The Big Ten is hard to watch these days.
Before Michigan State suffered an 80-64 loss at Ohio State on Sunday -- a loss against a Buckeyes team with a new coach and just nine scholarship players -- the league had failed to give its fans a reason to care.
Beyond Michigan State and Purdue, a pair of powerhouses that will meet just once this season on Feb. 10 in East Lansing, Michigan, the league had few attractive matchups to offer.
Sunday's game only extended the boredom.
Michigan State and Purdue will still fight one another for the Big Ten throne. But with just one meeting between the two top teams, the Spartans' inconsistency and a conference filled with teams vying for tournament berths while boasting few significant games, the Big Ten will not generate the drama that has defined the league and entertained its supporters in recent seasons.
Some of this is connected to the serious injuries and off-court problems within the conference.
Minnesota's Reggie Lynch is suspended indefinitely for an alleged violation of the school's sexual misconduct policy -- he's appealing the ruling -- and the program just lost Amir Coffey for a significant stretch due to a shoulder injury. The school announced Coffey's injury prior to a Saturday home loss to Indiana, which entered the game without De'Ron Davis and Collin Hartman.
Both Bryant McIntosh and Vic Law have dealt with injuries at Northwestern. Justin Jackson is out for the season at Maryland.
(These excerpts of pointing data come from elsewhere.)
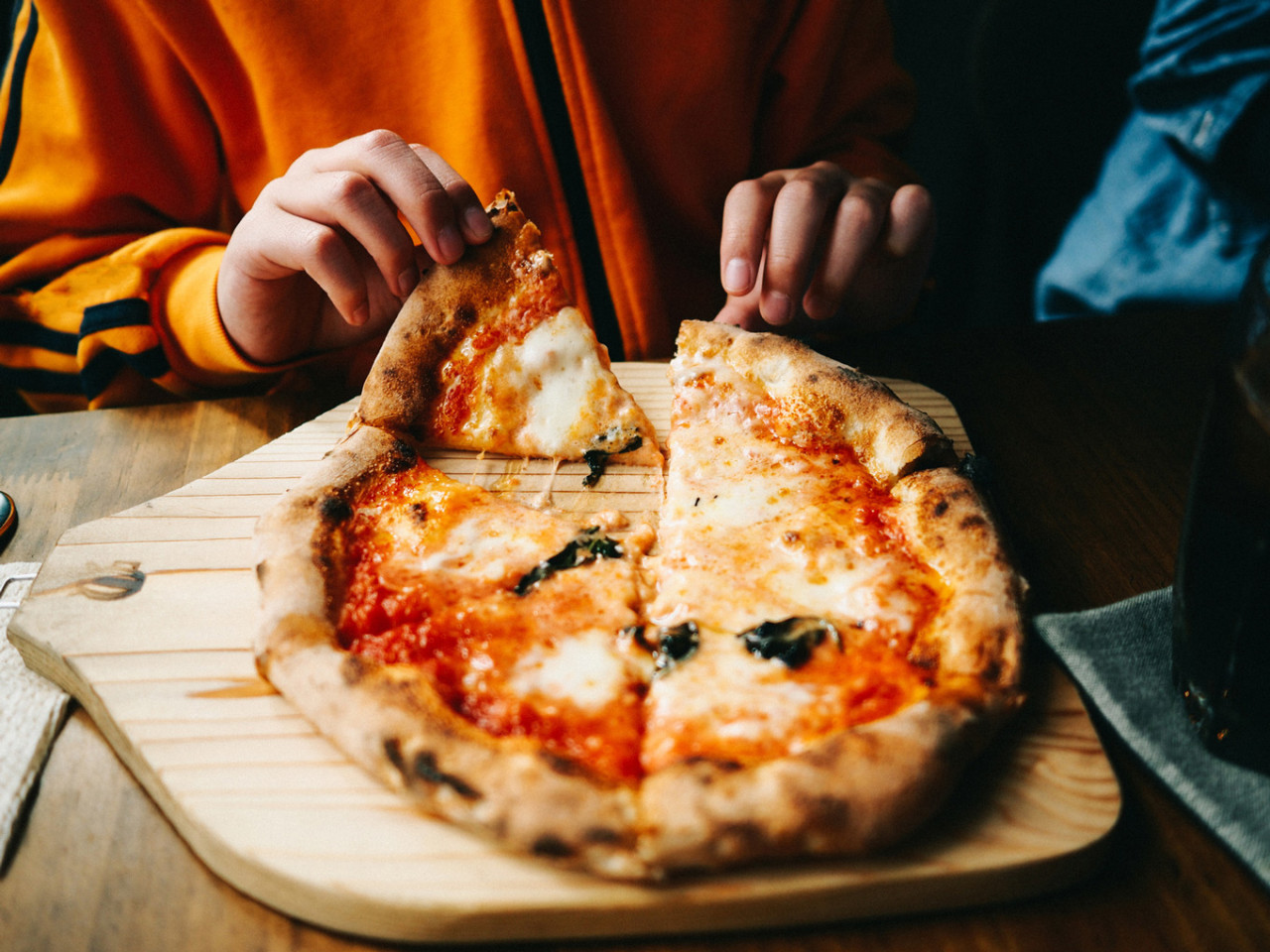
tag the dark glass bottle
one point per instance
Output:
(1222, 585)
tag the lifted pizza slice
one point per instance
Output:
(490, 354)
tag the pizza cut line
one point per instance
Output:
(798, 657)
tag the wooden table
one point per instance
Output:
(1088, 429)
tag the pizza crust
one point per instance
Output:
(849, 793)
(547, 390)
(838, 403)
(394, 724)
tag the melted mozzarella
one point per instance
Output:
(550, 382)
(583, 669)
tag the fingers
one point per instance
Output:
(363, 182)
(340, 239)
(817, 243)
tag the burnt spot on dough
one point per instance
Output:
(425, 767)
(354, 669)
(602, 835)
(393, 752)
(333, 508)
(708, 766)
(465, 313)
(552, 847)
(562, 765)
(399, 457)
(974, 524)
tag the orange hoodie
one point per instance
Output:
(135, 132)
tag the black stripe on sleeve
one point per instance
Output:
(13, 114)
(35, 335)
(126, 312)
(103, 368)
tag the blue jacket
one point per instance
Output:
(1183, 200)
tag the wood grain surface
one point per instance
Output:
(270, 805)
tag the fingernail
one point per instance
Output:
(407, 280)
(778, 308)
(449, 243)
(735, 277)
(477, 223)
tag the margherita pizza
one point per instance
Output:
(798, 658)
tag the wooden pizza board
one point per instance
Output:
(146, 619)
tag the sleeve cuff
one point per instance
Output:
(199, 349)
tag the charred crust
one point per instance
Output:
(974, 524)
(425, 767)
(562, 765)
(708, 763)
(393, 752)
(552, 847)
(333, 508)
(399, 457)
(465, 313)
(602, 835)
(354, 669)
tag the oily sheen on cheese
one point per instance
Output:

D'Mitrik Trice hasn't played since early December for Wisconsin, and Kobe King will miss the rest of the season.
But those teams had opportunities to compete for important wins in healthier times.
Law would not have saved Northwestern in its 30-point loss to Oklahoma last month. Jackson wouldn't have been the difference in Maryland's 30-point loss to Michigan State last week. The Golden Gophers had already suffered double-digit losses to Nebraska and Arkansas before their latest drama.
Joe Lunardi's most recent bracketology projects just four NCAA tournament berths for the Big Ten. Last year, the league sent seven teams to the tournament.
I'm from Big Ten country. And I live in Big Ten country now.
The historic beauty of the league has been its perennial grind: the tough road games, the dangerous teams at the bottom of the pack and the elite coaching.
It lacks that edge this season.
Ohio State is a great story, and Sunday's victory will help Chris Holtmann establish his brand and vision in Columbus. He can rebuild the Buckeyes, who are now 4-0 in Big Ten play. Archie Miller's leading a short-handed Indiana team into Minneapolis on Saturday and leaving with a win was a fun story, too.
The Boilermakers boast a squad full of hungry vets who have already led the program to wins over Arizona, Louisville and Butler. Michigan is intriguing and has a pair of solid wins over Texas and UCLA.
I'm still excited to see what happens when Purdue and Michigan State meet next month.
But Minnesota is in the middle of a sexual assault scandal and falling from its preseason position as a Big Ten sleeper. Northwestern made history last season with its first NCAA tournament team but might not earn an invitation this season if its problems persist. Ethan Happ is carrying a heavy load in what might become the worst Wisconsin season in years.
The league started the day with half its squads sitting outside the top 50 in ESPN's BPI.
That's a surprise because the Big Ten is usually must-see TV, a league with riveting storylines, high-level talent and with multiple programs contending for NCAA tournament invitations.
On Sunday, however, the league gave people only a reason to change the channel.